Hospital authorities across the county have issued a plea to Tyrone residents to ‘calm down a bit’ on the dancing, as a four-fold increase in ‘jiving-related injuries’ put hospital services at breaking point at the weekend.
It is thought that the increasing popularity of local singers such as Nathan Carter, Derek Ryan and Lisa McHugh, combined with the forthcoming Garth Crooks concerts, have thrown residents into a frenzy of what many have euphemistically referred to as ‘dancing’.
“We’re on high alert”, admitted hospital doctor Sheila Quinn from Edendork. “It’s like a bizarre but very worrying form of hypnosis, particularly in some of the men. Put on ten seconds of ‘Wagon Wheel’, and suddenly they’re thirty years younger and John Travolta. You should see them. At best it’s 250 quid off of ‘You’ve Been Framed’ and at worse a 10-day spell in traction. Have they no sense? What makes them think that if their hips are clicking one minute, they can do a back flip the next? Holy Smokes”.
Crisis point was reached following the announcement of the Garth Brooks tour dates.
“Since then, we’re just swamped with injuries”, said Quinn. “Last Friday night we had admissions of a whole lock of different accidents at pubs and clubs, from dislocated wrists to sprained backs, locked knees, and broken ankles. And that’s just from people getting out of their stools. The actual jiving injuries were even worse”.

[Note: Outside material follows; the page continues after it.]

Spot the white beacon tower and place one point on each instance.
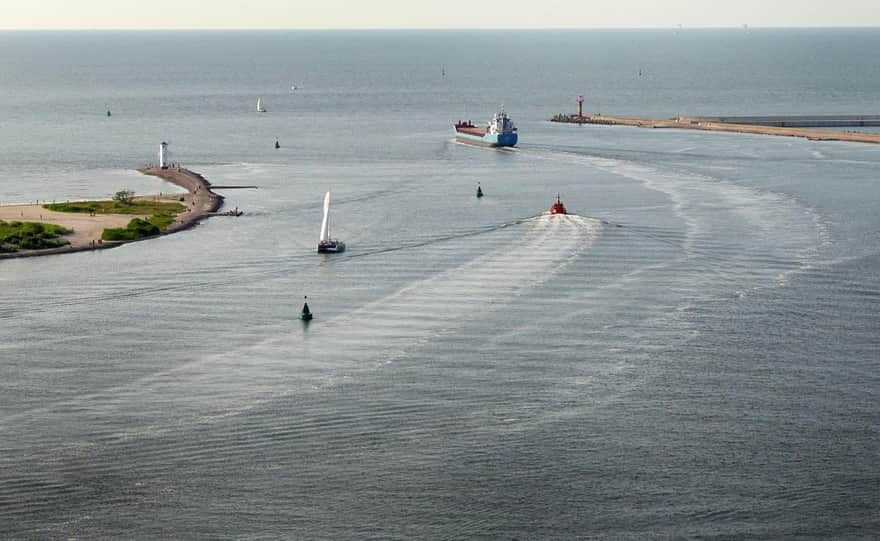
(163, 155)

Authorities now fear that the outbreak has spread to domestic premises.
“We’re getting more and more call-outs to people’s homes”, admitted paramedic Aiden Mullan from Trillick. “We got an emergency call to Urney last Thursday and were treating this one boy for convulsions. Turns out that was just him tryin’ to throw some shapes to ‘Friends in Low Places’. Jaysus, we thought he had swallowed his tongue. And then on Sunday, this one in Seskinore had grabbed his missus after Sunday lunch when ‘Cotton Eyed Joe’ came on the radio. He tried to spin her round and ended up catapulting her straight through the conservatory window. Poor woman. We were picking glass out of her arse for hours”.
Hospital authorities have confirmed that they are to remain on high alert throughout spring or ‘until people wise up’. Meantime, radio broadcasters have been cautioned against ‘inciting people to jive’, with Hugo Duncan having already received a formal reprimand for deliberately playing ‘Achy Breaky Heart’ without a health warning.

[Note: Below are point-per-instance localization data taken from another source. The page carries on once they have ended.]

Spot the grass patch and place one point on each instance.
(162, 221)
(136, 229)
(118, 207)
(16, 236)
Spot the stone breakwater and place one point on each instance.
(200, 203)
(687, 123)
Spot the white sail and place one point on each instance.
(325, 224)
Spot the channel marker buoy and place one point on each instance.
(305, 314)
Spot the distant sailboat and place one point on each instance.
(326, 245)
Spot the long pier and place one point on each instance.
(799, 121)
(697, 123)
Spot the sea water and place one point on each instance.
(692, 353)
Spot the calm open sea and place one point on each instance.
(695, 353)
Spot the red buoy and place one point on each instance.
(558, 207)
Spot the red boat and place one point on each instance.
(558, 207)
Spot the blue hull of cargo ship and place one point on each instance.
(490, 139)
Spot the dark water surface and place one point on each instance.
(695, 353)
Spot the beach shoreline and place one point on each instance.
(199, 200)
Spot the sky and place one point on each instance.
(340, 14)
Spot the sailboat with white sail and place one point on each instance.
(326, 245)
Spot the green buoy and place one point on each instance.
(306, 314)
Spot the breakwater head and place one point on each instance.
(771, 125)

A multi-denominational approach has seen all religious leaders denounce twerking from their pulpits this morning and warned that any youngsters or middle-aged boogie lovers caught arse-dancing after 8pm in discos and dance halls will be excommunicated from their respective churches.
Arse-dancing involves shaking your behind to all types of music, popularised by Americans such as Beyoncé and Miley Cyrus. Fr Simon Shields, the 55 year old PP of Cappagh Parish, highlighted the dangers of such dancing:
“Us priests and other faith leaders still like to head to the odd disco and enjoy the modern music and clap along. The last thing we need is seeing these dance floors filled with a mass of arses bouncing all over the place to Nathan Carter’s Wagon Wheel or the latest Bangles number. It’s putting us priests off and we’ll end up not going and getting grumpier. It has to stop so we’ve banned this type of dancing for the next two years everywhere in the country from the Glenavon to Sally’s. No more twerking in Tyrone”.
Pastor Daniel Simpson (61) from Fintona agreed:
“Let’s be honest here. Tyrone wouldn’t be a deadly place for arses. I’ve seen hefty men and women in tight leggings bouncing their backsides like as if they’re standing in a trailer on the back of a Massey motoring down a bumpy back road in Greencastle. It’s nauseous for us oul lads. What’s wrong with a good old fashioned waltz or jive?”
Already, one Church of Ireland service goer has been reported by her husband for arse-dancing whilst making the dinner in Aghyaran although she was simply verbally reprimanded by the furious vicar as she beat the 8pm watershed.
Churches as also looking into banning the ‘Rock-the-Boat’ rowing dance as well as Nathan Carter himself.